Wayman thinks biometrics are most successful when applied to the right situations. "Let’s get away from biometrics for access control, where PINs and passwords work fine," he says.

The Unique Identification Authority of India, for instance, has introduced fingerprint scanning to provide citizens with their own Unique Identification Numbers to be used when accessing public benefits, in an effort to reduce losses due to corruption. Passwords wouldn’t accomplish the goal, because they could be stolen or traded. Similarly, Disney’s theme parks have long scanned customers’ fingers to verify that the user of a pass is the person who bought it.

Also, last year in South Africa, MasterCard started issuing debit cards that store fingerprint and other personal data to recipients of state benefits. The South African Social Security Agency estimated that the cards would reduce fraud and cut operating costs by $375 million over five years. Mastercard, which Wayman says first explored biometrics several years ago, also joined the FIDO alliance just this month.

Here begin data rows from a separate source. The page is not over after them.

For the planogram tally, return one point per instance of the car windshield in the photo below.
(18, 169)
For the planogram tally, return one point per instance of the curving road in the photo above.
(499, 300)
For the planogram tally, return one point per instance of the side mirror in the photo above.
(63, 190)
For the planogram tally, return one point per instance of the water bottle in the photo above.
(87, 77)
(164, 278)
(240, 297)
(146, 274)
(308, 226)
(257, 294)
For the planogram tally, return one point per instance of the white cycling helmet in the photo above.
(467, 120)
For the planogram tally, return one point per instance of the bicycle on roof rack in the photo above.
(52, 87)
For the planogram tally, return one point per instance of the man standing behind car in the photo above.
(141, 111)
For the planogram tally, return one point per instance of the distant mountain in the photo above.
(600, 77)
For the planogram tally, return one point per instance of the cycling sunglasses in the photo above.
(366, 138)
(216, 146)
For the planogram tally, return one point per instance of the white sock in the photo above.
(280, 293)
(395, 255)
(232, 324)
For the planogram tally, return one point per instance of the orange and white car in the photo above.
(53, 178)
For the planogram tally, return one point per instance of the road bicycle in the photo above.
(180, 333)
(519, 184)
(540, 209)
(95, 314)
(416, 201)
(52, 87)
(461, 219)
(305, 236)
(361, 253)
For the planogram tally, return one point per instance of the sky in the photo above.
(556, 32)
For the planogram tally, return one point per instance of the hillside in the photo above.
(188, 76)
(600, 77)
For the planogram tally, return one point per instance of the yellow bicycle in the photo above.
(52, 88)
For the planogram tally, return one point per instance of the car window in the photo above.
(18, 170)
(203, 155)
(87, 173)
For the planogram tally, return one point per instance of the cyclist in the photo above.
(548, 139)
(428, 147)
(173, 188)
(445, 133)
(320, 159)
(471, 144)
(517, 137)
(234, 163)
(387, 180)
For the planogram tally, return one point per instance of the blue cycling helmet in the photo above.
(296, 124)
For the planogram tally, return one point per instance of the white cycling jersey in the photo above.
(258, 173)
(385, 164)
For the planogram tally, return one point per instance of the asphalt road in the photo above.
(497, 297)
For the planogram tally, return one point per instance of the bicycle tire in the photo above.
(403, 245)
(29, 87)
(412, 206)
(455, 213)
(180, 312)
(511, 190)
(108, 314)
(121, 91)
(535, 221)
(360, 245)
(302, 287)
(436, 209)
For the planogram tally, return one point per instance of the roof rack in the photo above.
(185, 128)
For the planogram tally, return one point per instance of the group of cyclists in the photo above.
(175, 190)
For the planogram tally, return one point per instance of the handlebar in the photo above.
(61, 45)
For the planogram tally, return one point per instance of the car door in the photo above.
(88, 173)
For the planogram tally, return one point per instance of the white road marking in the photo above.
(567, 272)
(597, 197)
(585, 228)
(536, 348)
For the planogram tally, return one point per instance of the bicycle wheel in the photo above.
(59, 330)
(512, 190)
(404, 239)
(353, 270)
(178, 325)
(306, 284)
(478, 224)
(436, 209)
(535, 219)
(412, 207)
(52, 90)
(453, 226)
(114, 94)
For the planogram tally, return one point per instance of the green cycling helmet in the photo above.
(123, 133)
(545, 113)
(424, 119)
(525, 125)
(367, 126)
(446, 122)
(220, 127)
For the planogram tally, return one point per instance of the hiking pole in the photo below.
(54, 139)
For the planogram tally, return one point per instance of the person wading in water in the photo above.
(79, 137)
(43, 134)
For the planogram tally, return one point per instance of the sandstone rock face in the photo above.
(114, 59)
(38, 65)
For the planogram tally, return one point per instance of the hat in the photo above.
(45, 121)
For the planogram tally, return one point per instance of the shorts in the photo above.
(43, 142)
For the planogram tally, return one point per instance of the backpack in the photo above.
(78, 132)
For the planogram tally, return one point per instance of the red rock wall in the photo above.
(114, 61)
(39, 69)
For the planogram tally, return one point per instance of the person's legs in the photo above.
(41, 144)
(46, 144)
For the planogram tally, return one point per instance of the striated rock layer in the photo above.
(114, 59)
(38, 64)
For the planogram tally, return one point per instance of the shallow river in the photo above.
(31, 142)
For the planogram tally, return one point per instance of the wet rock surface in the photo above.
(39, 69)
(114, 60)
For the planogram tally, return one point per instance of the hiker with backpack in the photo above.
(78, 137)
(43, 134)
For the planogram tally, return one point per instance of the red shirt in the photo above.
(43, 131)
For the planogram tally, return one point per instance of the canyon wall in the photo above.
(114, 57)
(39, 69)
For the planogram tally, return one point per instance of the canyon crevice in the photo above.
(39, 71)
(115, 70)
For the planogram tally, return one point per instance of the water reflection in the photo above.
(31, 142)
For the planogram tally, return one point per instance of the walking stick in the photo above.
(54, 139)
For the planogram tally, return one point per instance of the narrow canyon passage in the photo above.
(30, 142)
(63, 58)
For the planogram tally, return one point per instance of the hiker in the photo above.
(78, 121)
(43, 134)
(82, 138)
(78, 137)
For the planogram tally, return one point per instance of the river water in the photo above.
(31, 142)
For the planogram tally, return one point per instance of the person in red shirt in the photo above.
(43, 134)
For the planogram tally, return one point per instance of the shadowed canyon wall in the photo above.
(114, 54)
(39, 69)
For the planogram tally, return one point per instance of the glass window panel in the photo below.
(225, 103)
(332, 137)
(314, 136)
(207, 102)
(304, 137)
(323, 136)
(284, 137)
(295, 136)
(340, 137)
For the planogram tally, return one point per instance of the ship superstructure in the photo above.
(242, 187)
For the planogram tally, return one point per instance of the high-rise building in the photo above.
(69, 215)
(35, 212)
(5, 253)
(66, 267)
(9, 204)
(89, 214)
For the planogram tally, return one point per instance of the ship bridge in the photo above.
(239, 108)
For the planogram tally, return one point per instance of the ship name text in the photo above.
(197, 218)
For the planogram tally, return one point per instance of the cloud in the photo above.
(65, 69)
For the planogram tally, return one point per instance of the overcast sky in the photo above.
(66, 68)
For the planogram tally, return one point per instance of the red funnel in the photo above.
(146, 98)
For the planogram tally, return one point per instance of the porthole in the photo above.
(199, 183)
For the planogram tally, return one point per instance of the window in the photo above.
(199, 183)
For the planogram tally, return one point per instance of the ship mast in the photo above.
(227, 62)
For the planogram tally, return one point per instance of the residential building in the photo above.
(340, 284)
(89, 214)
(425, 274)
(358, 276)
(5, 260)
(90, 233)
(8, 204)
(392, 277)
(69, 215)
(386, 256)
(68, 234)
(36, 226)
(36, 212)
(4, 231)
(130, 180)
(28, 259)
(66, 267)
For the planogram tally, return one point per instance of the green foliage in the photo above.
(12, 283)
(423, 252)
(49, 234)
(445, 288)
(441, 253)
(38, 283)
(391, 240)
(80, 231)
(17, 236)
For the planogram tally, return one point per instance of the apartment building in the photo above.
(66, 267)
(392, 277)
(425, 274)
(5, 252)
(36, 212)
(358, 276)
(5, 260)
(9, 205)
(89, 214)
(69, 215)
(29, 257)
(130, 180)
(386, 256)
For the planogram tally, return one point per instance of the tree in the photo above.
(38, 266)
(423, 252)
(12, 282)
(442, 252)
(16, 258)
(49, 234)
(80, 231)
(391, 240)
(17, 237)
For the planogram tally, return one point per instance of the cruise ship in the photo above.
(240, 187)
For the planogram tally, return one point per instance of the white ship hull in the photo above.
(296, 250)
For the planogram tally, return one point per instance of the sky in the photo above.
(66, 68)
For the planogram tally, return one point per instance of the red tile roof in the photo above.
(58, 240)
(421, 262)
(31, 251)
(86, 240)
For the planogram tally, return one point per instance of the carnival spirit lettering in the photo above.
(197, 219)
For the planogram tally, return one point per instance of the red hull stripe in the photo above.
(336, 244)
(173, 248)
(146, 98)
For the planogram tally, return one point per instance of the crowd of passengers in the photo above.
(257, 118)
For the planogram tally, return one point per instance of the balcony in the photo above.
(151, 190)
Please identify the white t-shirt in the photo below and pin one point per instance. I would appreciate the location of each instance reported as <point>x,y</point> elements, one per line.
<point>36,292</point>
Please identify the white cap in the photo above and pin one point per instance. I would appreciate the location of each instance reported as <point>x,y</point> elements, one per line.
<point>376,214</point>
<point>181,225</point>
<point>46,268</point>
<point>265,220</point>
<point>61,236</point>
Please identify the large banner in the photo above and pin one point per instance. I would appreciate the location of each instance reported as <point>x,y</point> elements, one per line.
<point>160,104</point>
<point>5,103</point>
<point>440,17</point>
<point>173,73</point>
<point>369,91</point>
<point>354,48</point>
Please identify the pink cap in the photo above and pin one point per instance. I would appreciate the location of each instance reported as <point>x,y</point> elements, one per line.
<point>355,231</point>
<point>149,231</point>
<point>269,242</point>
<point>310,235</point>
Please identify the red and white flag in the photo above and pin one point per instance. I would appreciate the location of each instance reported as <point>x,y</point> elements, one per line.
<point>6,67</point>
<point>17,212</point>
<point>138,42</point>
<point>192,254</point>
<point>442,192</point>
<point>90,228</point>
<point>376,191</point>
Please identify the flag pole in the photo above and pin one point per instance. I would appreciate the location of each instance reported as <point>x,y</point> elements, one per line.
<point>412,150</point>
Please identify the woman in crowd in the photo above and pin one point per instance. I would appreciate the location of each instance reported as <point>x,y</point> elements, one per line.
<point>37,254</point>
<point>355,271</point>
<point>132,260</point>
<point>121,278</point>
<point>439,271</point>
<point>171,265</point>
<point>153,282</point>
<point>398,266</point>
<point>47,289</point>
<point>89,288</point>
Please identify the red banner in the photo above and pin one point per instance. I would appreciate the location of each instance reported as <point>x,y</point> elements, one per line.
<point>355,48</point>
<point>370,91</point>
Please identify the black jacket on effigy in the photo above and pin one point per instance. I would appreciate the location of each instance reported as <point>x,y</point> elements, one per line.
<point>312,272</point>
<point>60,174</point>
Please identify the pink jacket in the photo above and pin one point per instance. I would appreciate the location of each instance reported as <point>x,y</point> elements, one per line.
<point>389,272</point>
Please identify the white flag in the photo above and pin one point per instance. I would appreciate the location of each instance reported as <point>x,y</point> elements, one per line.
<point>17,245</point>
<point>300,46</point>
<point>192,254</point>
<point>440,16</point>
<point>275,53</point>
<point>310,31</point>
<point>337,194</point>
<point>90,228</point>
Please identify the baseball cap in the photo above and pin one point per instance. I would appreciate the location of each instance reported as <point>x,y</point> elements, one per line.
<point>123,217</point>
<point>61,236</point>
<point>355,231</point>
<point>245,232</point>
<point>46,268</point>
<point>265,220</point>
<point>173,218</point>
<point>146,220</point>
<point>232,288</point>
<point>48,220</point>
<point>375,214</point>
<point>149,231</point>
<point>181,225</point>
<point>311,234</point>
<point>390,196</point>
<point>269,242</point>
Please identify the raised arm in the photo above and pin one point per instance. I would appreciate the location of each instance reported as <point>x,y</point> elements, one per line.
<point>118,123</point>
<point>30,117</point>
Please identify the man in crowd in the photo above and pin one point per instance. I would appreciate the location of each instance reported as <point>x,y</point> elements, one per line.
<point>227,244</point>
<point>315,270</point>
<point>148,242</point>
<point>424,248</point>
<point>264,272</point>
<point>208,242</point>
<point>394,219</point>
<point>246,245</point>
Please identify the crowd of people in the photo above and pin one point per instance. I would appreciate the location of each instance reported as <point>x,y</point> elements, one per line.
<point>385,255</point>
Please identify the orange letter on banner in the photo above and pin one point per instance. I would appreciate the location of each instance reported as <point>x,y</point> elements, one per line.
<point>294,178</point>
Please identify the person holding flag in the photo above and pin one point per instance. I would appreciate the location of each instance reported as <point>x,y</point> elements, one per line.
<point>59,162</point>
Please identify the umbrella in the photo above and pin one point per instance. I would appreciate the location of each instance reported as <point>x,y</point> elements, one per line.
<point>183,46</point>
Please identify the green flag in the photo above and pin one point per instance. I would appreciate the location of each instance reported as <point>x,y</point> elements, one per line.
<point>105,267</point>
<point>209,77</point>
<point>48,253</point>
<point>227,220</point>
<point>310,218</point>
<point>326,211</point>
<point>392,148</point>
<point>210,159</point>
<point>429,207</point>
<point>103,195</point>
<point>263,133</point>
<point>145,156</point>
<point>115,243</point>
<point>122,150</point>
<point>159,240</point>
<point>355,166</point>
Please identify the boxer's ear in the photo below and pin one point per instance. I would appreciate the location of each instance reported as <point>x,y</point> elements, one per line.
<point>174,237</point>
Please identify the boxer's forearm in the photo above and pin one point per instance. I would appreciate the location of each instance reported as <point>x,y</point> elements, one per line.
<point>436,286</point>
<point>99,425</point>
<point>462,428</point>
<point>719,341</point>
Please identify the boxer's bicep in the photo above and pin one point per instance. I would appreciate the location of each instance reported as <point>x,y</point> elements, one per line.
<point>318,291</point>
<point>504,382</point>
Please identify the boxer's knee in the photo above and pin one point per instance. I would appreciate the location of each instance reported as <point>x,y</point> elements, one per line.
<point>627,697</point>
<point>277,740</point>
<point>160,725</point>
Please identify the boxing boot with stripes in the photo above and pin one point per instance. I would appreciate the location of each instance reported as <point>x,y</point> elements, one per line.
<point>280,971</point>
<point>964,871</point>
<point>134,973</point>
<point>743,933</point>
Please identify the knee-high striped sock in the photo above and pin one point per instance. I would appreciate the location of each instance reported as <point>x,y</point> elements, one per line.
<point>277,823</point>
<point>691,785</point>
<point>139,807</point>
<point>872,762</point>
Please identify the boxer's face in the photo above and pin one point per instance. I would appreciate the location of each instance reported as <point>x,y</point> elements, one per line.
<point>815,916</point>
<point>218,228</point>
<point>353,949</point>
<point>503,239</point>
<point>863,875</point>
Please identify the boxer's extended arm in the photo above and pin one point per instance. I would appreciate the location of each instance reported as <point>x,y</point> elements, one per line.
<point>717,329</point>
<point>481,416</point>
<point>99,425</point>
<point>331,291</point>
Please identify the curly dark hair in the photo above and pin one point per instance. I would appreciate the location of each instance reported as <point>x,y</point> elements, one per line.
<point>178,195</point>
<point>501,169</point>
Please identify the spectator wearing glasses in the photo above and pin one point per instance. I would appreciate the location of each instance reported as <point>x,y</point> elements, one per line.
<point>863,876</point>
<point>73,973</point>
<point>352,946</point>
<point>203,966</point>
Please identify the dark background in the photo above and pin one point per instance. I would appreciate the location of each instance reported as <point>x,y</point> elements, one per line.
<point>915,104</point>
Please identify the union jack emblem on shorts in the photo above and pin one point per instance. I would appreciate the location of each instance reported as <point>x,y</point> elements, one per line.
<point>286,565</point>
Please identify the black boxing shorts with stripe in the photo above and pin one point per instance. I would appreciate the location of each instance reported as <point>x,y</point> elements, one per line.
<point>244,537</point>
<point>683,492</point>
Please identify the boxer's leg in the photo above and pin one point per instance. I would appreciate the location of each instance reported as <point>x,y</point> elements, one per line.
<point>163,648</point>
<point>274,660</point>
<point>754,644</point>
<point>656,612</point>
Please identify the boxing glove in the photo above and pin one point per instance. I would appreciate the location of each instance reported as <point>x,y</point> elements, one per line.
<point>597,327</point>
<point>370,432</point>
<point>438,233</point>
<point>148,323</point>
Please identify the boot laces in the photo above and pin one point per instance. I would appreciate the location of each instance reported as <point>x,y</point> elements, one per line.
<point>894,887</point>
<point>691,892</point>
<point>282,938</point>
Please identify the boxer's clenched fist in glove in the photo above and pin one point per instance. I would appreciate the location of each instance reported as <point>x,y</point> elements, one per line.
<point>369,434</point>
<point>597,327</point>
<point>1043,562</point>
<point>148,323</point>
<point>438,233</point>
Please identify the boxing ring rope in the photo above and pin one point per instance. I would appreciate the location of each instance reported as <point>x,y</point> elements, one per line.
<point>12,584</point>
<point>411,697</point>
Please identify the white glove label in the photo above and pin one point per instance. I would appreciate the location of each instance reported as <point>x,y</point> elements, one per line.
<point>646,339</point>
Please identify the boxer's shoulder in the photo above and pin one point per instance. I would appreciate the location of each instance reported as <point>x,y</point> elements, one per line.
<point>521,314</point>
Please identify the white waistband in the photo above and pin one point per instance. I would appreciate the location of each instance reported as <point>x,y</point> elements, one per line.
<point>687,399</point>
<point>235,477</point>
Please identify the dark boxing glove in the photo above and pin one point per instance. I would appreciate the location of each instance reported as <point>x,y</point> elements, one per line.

The use of biometrics to access consumer devices may yet take off. Whether the iPhone tips the scales will depend on how well it works for Apple’s customers, says Ross. "There’s never been a great example of consumer electronics and biometrics," he says. "We have to have one very strong success story, and until that happens, we will be waiting."

Though skeptical, Wayman agrees that it just might work. "Just putting the name ‘Apple’ on something could make what was not previously attractive, attractive," he says. "Maybe it really does change things."

Neil Savage is a science and technology writer based in Lowell, MA.